A chalazion is a swelling or bump of varying sizes on the eyelid. The swelling usually occurs on the upper eyelid more than the lower one. It is painless. More than one chalazion may appear in the same eyelid at the same time. A chalazion affects both men and women and occurs in people of all age groups.
A chalazion develops from an internal stye (hordeolum). A stye is a painful small red lump that grows under the eyelid. It is caused by a bacterial infection in an oil-producing gland. The gland causing the stye will sometimes fail to drain even when the redness and swelling in the eyelid goes away. The clogged gland will then give rise to a firm nodule in the eye that is not tender. This nodule is called a chalazion.
If the chalazion continues to expand, it may press on the eye and cause a blurry vision. Rarely will a chalazion cause an entire eyelid to swell.
Also Known As
- Meibomian cyst
- Tarsal cyst
Causes and Risk Factors
It is caused by a blocked oil gland in the eye. The gland is located in the eyelid directly behind the eyelashes.

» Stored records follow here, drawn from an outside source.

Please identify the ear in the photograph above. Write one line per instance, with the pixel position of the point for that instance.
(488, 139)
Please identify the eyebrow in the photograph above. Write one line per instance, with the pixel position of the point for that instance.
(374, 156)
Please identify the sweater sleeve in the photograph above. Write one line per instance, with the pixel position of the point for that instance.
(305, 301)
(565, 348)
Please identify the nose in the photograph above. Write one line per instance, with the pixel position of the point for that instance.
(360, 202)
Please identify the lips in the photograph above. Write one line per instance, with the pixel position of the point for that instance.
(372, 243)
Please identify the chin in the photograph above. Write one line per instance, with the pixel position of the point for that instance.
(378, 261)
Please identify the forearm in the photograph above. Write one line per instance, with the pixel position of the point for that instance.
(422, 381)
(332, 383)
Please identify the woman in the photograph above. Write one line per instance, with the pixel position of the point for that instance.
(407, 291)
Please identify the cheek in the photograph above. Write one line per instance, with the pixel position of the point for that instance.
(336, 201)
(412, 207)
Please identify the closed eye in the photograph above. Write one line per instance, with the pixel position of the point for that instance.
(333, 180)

Chronic inflammation of the eye gland openings may cause one.
Poor eyelid hygiene also increases likelihood for one to occur.
Children who constantly rub their eyes may trigger its development.

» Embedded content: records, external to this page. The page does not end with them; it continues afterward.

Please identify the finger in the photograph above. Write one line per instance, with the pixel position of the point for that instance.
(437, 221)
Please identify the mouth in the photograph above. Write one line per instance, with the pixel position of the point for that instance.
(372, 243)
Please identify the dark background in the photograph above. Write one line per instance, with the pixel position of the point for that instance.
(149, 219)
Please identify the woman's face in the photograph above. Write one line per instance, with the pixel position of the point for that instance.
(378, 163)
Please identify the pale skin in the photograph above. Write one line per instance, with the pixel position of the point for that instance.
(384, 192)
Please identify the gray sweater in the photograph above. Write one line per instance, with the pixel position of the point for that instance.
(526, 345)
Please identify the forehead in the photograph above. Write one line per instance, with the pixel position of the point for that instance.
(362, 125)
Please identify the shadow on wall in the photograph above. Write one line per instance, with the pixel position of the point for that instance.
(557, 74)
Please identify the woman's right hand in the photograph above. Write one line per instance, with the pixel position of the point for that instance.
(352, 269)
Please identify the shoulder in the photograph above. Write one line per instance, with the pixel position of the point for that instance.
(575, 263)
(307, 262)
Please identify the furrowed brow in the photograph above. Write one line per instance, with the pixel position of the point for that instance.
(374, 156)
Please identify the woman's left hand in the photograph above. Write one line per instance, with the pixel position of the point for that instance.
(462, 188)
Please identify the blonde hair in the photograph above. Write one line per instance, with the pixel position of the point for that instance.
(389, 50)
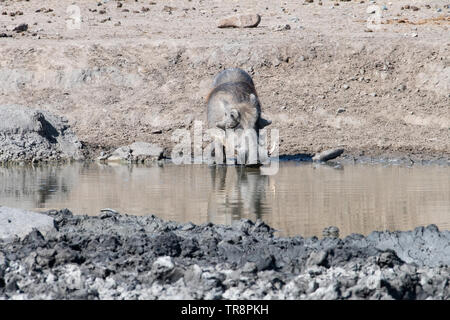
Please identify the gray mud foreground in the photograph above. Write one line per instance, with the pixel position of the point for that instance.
(115, 256)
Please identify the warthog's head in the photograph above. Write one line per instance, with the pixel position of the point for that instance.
(243, 115)
(233, 105)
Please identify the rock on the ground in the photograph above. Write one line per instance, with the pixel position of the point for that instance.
(17, 222)
(117, 256)
(240, 21)
(327, 155)
(136, 152)
(28, 134)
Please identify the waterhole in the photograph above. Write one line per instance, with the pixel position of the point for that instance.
(301, 199)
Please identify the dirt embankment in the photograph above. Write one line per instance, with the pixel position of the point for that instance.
(113, 256)
(139, 71)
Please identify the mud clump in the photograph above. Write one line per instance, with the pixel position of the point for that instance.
(115, 256)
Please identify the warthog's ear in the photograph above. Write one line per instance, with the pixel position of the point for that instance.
(263, 123)
(253, 99)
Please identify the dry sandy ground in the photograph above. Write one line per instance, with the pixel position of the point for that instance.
(138, 75)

People of certain skin types are more predisposed to a chalazion.
Those at risk of getting a chalazion include:
- Those who have had a chalazion or stye
- Those with blepharitis ( a problem that affects the edge of the eyelid)
- Those with medical conditions such as diabetes
- Those with skin conditions such as acne, dermatitis and so on
Signs & Symptoms
Symptoms of a chalazion include:
- Tender eyelid
- Warm eyelid
- Red eyelid
- Swollen eyelid
- Blurry vision (if the chalazion is large enough)
The eye care professional may do the following to diagnose a chalazion:
- Examine a patient’s general health to determine if there is an eye problem
- Examine the lid structure, skin texture, and eyelash appearance
- Evaluate the lid margins, the oil gland openings, and the base of the eyelashes using bright light and magnification
Treatment is aimed towards unblocking the gland for the bump to disappear.
Most chalazia disappear on their own within days or weeks. Sometimes, they can take months to completely heal.
A patient can use anti-inflammatory eye drops or ointments. If there is an infection in the surrounding eyelid tissue, oral antibiotics may come into play. For very swollen chalazia, the eye doctor may use a steroid injection (cortisone) to relieve the swelling.
Sometimes the chalazion is large, swollen, or persistent. In such a case, a surgical procedure using local anesthesia may be required to drain the liquid. Young children will require general anesthesia for the surgery. For stubborn chalazia, the surgeon may conduct a biopsy to rule out any additional problems.
Warm compresses function well to unblock the oil. The compresses should be applied to the eyelid for 10 to 15 minutes, four to six times every day. This treatment should continue for several days. The action will drain the oil and allow healing to take place.
A compress can be created by immersing a piece of soft, clean cloth in warm water. It should then be wrung out. Reusable heat masks are available for this purpose too. A gentle massage on the external eyelids several minutes daily can also promote drainage.
Large, chronic chalazia can cause astigmatism and reduced vision when pressure is exerted on the cornea.
Patients with chronic chalazia will need to use oral antibiotics as prescribed by the doctor.
Chalazia can be prevented by consistently observing good eyelid hygiene. This can be done daily using pre-moistened eyelid cleansing wipes.
The doctor may prescribe eyeglasses to improve vision and prevent the development of amblyopia (lazy eye) in children. The prescription is due to the complications that develop from chronic chalazia in children.
Patients are advised to avoid squeezing out the bump since it may lead to infection in the eyelid.